Für den Donisl sieht die Zukunft momentan hingegen nicht besonders rosig aus, aber er hat schon viel überstanden. Die Geschichte des Hauses reicht bis 1315 zurück, es diente damals als Weinschänke, "Kornmesserhaus" und später als Hauptwache. 1715 wurde es zur "Bierwirtschaft am Markt", 1760 übernahm ein gewisser Dionysius Haertl das Gasthaus, sein Vorname wurde vom Volksmund zum Donisl vereinfacht, und das Wirtshaus behielt bis heute seinen Namen. 125 Jahre später kaufte der Brauer Georg Pschorr das Anwesen, und nach der fast völligen Zerstörung im Zweiten Weltkrieg wurde das Wirtshaus 1954 wiedereröffnet.

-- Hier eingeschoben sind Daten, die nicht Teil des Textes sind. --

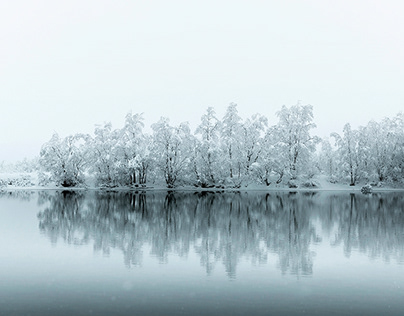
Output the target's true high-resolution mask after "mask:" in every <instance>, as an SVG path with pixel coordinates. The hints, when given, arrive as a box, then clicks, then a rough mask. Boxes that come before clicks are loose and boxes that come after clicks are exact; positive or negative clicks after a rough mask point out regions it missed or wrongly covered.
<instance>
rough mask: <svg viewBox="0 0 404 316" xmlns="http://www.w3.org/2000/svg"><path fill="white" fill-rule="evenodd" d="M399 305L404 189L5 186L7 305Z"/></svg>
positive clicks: (273, 314)
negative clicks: (48, 187)
mask: <svg viewBox="0 0 404 316" xmlns="http://www.w3.org/2000/svg"><path fill="white" fill-rule="evenodd" d="M403 313H404V195H403V193H377V194H372V195H366V196H365V195H362V194H350V193H332V192H319V193H287V192H279V193H276V192H274V193H270V194H266V193H207V192H205V193H179V192H177V193H162V192H160V193H158V192H154V193H153V192H150V193H149V192H148V193H143V194H142V193H136V194H135V193H101V192H88V193H79V192H77V193H74V192H13V193H0V315H301V314H303V315H304V314H307V315H355V314H364V315H381V314H383V315H403Z"/></svg>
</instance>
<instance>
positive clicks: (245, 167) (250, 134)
mask: <svg viewBox="0 0 404 316" xmlns="http://www.w3.org/2000/svg"><path fill="white" fill-rule="evenodd" d="M267 127H268V119H267V118H266V117H265V116H263V115H261V114H254V115H253V116H252V117H251V118H248V119H246V120H245V121H244V123H243V124H242V127H241V146H242V147H241V155H242V157H241V159H242V160H241V163H242V166H243V169H244V170H243V173H244V175H245V177H246V178H247V179H248V178H249V177H250V171H251V170H250V169H251V166H252V164H254V163H256V162H257V161H258V158H259V157H260V154H261V152H262V150H263V148H264V147H265V145H266V144H265V140H266V139H265V137H264V136H265V131H266V128H267Z"/></svg>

Den Tiefpunkt seiner Geschichte erlebte es 1984, als dort Touristen mit sogenannten "K.O.-Tropfen" bewusstlos gemacht und dann ausgeraubt wurden. Darauf spielen die "O. K.-Tropfen" an - ein Schnaps, den Reindl auf die Speisekarte setzte.

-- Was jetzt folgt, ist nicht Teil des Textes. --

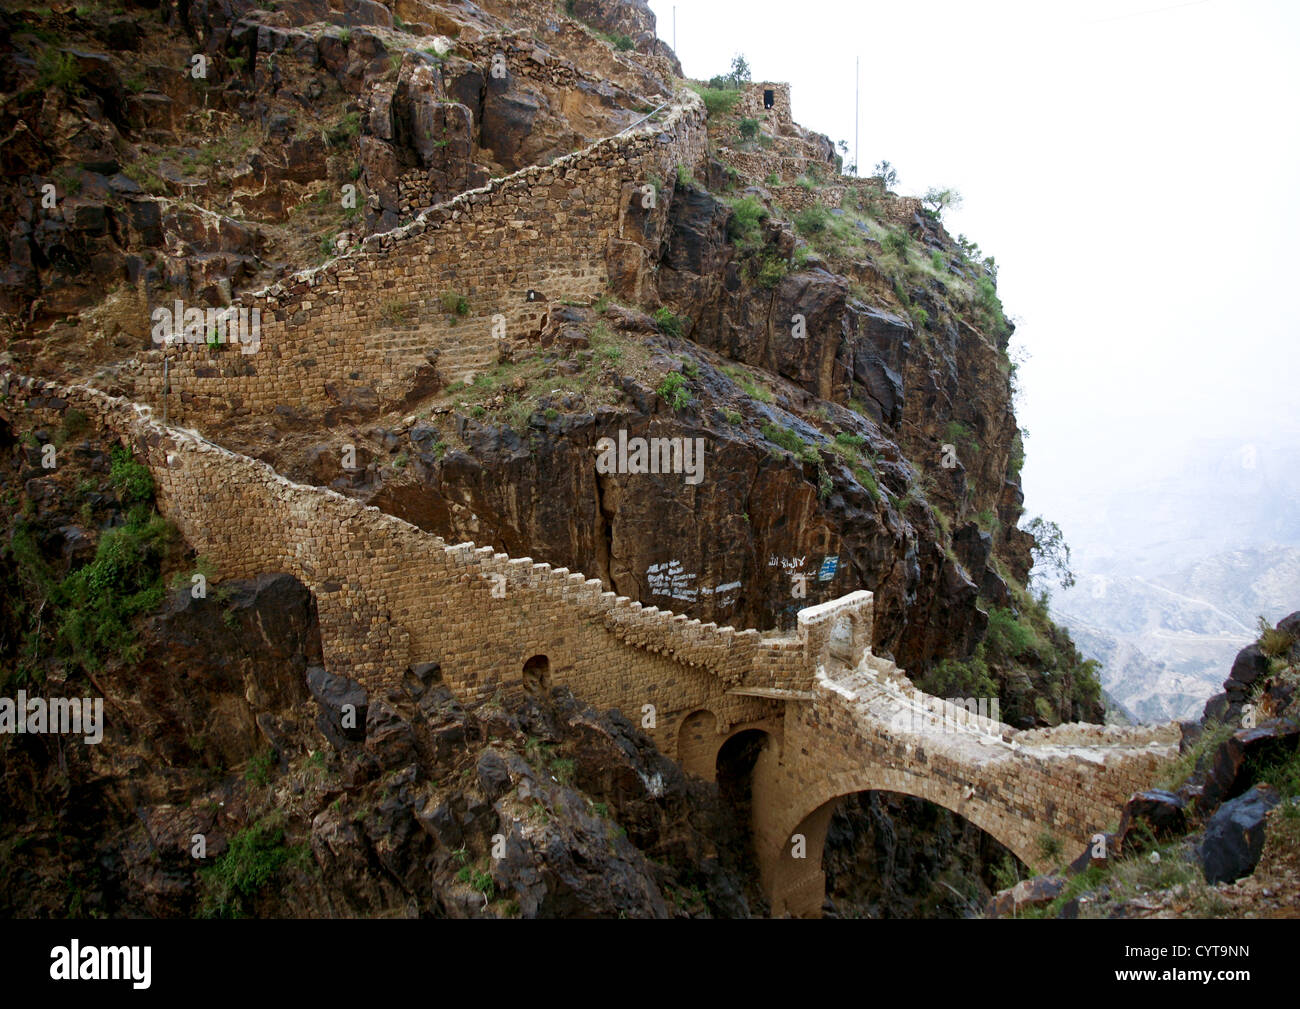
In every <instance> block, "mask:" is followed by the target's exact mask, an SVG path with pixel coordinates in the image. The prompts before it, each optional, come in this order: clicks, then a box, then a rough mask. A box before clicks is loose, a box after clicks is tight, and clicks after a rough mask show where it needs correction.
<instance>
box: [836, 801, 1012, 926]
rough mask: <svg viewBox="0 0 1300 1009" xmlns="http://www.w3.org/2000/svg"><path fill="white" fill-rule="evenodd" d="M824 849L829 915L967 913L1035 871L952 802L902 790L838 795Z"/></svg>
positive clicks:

Der heutige Donisl ist eigentlich ein sehr junges Haus. Drei Jahre lang wurde das historische Gebäude aus dem 18. Jahrhundert zwischen 2012 und 2015 umgebaut und saniert. Letztlich blieb nur die denkmalgeschützte Fassade stehen. Der Bau dahinter dürfte mehrere Millionen Euro gekostet haben, über die genauen Kosten schweigt sich die Brauerei aus.
"Selbstverständlich werden wir die Wirtshaus-Tradition an dieser Stelle fortführen", sagt Brauereichef Andreas Steinfatt, und er zieht auch gleich eine Verbindung zur Wirtesuche für das Wiesnzelt der Bräurosl. Das gehört ebenfalls der Brauerei Hacker-Pschorr; die Wiesnwirte Georg und Renate Heide, deren Familie das Zelt seit mehr als 70 Jahren betrieben hatte, verzichteten Anfang Juli auf eine erneute Bewerbung. Der Grund war ebenfalls die Pandemie und ihre Auswirkungen. Steinfatt weiter: "Es ist uns klar, dass es eine Herausforderung ist, den oder die richtigen Wirte für zwei Großobjekte wie den Donisl und die Bräurosl auf der Wiesn zu finden. Aber wer weiß, vielleicht ergibt sich hier auch eine Kombination."
Das lässt nun wieder Spekulationen sprießen. Wer von den Bewerbern um das Wiesnzelt ist schon in der Lage, auch noch ein so schwieriges Objekt wie den Donisl zu schultern, das 2021 sicher kein leichtes Jahr vor sich haben wird? Es gab mal Zeiten, da hätte ein Wirt haushohe Luftsprünge vor lauter Freude gemacht, wenn er ein Wiesnzelt und den Donisl bekommen hätte. Aber unter Corona ist eben vieles ganz anders geworden.